INTRODUCING FEMINIST THEOLOGY (SECOND EDITION)Written by Lisa Isherwood and Dorothy McEwan Reviewed By Laura Nelson
The authors describe this Introduction as a ‘how to’ tool for getting to grips with feminist theologies, and it does that job quite well. The authors themselves are typical of feminist theologians in their reticence to assess or harmonise the views they describe, but they do refer to a broad and representative body of theologians, quoting from and summarising their contributions. They also touch on all of the important topics in contemporary feminist theology, e.g., ecofeminism, goddess worship, God language, lesbianism and various ethnic perspectives. The most helpful chapter is the chapter on method (ch. 4) as it begins with a summary of the two main roots of feminist theology: process thought and liberation theology. In this chapter the experience-based nature of feminist theology is described, and it seems that the authors are aware of some of the problems inherent in their method. The first problem they acknowledge is the difficulty of incorporating so many different perspectives now that the feminist project has mushroomed: ‘Women from Asia, Latin America, Africa, lesbian women, disabled women are all now claiming the right to define their own experience and therefore their own theological reality’ (95). Many of these perspectives clash, and I, as a woman, could add my own happy experience of a complementary view of the sexes. Are they going to incorporate my perspective too?
Later they acknowledge another problem: ‘If we begin with experience where do we draw the moral line?’ (106). The only answer they give is bemusingly self-contradictory: ‘We go so far but then we have to call a halt, there is still a “so far and no further” line in the sand for feminist theology—although we will all differ as to where it is’ (151). It is evident that on this fundamental methodological question they have no clear answers.
An area to learn from is their heavy criticism of the Roman Catholic church (e.g. on the celibate male priesthood (10, 13); women’s gifts (39–40); Mariolatry (67–68); rape and contraception (132)), in particular and of church history in general. Although their history is suspect at points, the section on ‘The Faith of our Fathers’ makes sad reading. Unlike the Catholics, who have enshrined various traditions as authoritative, we, as evangelicals, should be quick to distance ourselves from any views expressed in the past which are inconsistent with scriptural teaching on the equal value of women. We must communicate to disillusioned women that human prejudices and errors of the past are to be rejected; they need not dismiss Christ on the basis of historical sexism in the church.

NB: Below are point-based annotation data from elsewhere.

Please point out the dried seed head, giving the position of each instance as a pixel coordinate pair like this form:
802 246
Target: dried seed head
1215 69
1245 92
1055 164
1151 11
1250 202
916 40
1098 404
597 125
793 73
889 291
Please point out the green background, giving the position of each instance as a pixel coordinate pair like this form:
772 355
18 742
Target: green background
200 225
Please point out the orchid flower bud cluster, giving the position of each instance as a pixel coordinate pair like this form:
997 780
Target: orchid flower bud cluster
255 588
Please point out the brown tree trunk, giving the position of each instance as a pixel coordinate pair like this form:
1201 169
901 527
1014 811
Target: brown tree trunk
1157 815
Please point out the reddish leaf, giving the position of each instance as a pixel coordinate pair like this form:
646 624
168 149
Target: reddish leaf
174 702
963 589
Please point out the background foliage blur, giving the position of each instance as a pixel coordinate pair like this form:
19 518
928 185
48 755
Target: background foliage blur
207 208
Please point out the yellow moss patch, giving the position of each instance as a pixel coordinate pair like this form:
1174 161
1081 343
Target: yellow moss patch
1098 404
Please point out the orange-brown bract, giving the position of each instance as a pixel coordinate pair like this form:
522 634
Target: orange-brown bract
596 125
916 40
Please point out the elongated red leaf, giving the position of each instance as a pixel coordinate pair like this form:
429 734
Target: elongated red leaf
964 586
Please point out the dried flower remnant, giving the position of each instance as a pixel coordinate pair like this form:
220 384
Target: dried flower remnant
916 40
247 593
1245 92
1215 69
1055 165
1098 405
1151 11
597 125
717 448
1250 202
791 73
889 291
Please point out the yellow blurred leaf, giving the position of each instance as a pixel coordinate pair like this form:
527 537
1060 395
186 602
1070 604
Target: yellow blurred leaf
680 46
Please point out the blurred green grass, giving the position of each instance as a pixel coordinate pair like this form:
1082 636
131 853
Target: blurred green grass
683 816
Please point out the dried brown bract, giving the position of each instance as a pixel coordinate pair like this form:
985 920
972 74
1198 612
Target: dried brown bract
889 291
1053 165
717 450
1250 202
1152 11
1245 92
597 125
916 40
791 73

This book is also a reminder that These debates are not irrelevant to church life. Isherwood and McEwan give many examples of the assault of feminist theologians on mainstream denominations (98–100) and suggest that recently there has been a sea-change in the church:
Theologians who toe the party line, who are rigorous in the exegesis of Holy Scripture and of church laws, find themselves no longer accepted as pastors and ministers. Compassionate theologians, on the other hand, who do not judge but attempt to understand and value the individual believer will be sought out by others (99).
Although doubtless an overstatement of the situation, there is cause for concern and one is reminded of some similar words:
‘For the time will come when men will not put up with sound doctrine. Instead, to suit their own desires, they will gather around them a great number of teachers to say what their itching ears want to hear’ (2 Tim. 4:3)
If one reads it critically, Isherwood and McEwan’s Introduction is a useful overview of feminist theology. The biggest lesson for us is to keep going back to the Bible alone for answers to the very real questions these women are raising and to trust that the liberation it teaches is more satisfying than any of their apparent shortcuts.